Construtora é investigada por suposta venda de unidades sem licença ambiental, em João Pessoa

Abertura da Investigação pelo MPPB

O Ministério Público da Paraíba (MPPB) deu início a um Procedimento Preparatório em 14 de julho de 2026, com o intuito de investigar uma construtora que está sendo acusada de realizar a venda de unidades imobiliárias sem a devida licença ambiental na cidade de João Pessoa. A situação é preocupante, principalmente diante da possível comercialização de cerca de 400 lotes, cuja regularidade ainda precisa ser confirmada.

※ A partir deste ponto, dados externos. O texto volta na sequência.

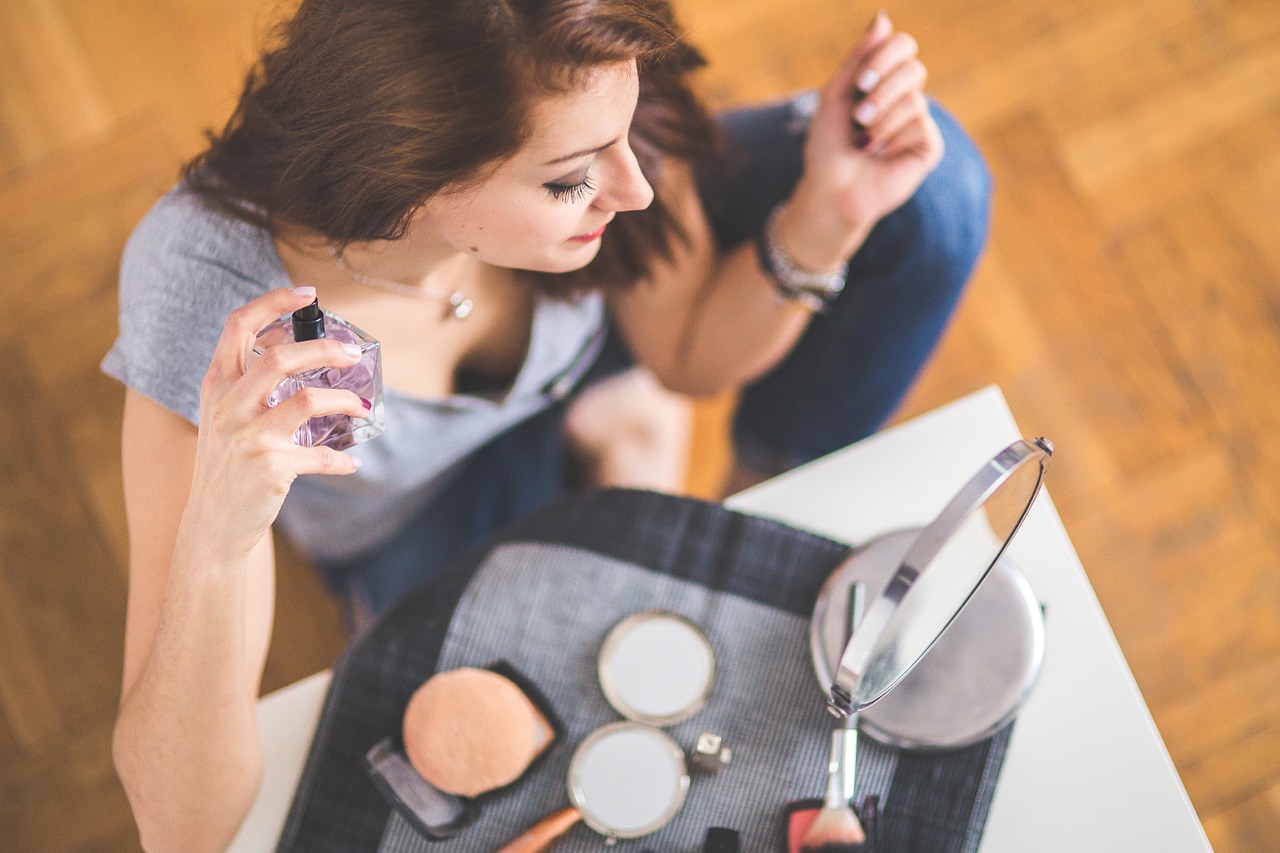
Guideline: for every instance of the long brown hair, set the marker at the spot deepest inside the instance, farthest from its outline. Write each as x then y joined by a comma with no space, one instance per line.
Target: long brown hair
366,108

Venda de 400 Unidades Sem Licença

Segundo informações do documento assinado pelo promotor Edimilson de Campos Leite Filho, a construtora estaria comercializando esses lotes sem que os compradores fossem informados sobre a verdadeira situação jurídica, urbanística e ambiental dos empreendimentos. Essa omissão poderá acarretar sérias consequências, tanto para a saúde ambiental da região quanto para os direitos dos consumidores envolvidos nas transações.

Situação Jurídica dos Lotes Vendidos

A falta de licença ambiental significa que os moradores e compradores não têm clareza sobre a legalidade dos lotes que adquiriram, o que é essencial para garantir seus direitos. Sem essa informação, eles podem estar investindo em propriedades que enfrentam irregularidades legais, o que pode culminar em dificuldades para a conclusão de obras ou até mesmo na perda dos terrenos adquiridos.

investigação de construtora João Pessoa

Impactos da Supressão Irregular de Vegetação

Além das vendas suspeitas, o MPPB irá investigar se a construtora promoveu a supressão irregular de vegetação no local onde os lotes foram vendidos. A degradação ambiental não apenas compromete o ecossistema local, mas também pode afetar a saúde dos futuros moradores, uma vez que áreas urbanas com vegetação nativa são fundamentais para o equilíbrio ambiental e a qualidade de vida.

Áreas Protegidas em Risco

Outro ponto destacado na investigação é se o empreendimento foi implantado em uma área que possivelmente é protegida por lei. A construção em regiões sensíveis causa sérios danos ao meio ambiente, e a responsabilização por tais ações é fundamental para proteger os recursos naturais e garantir que futuras gerações tenham acesso a eles.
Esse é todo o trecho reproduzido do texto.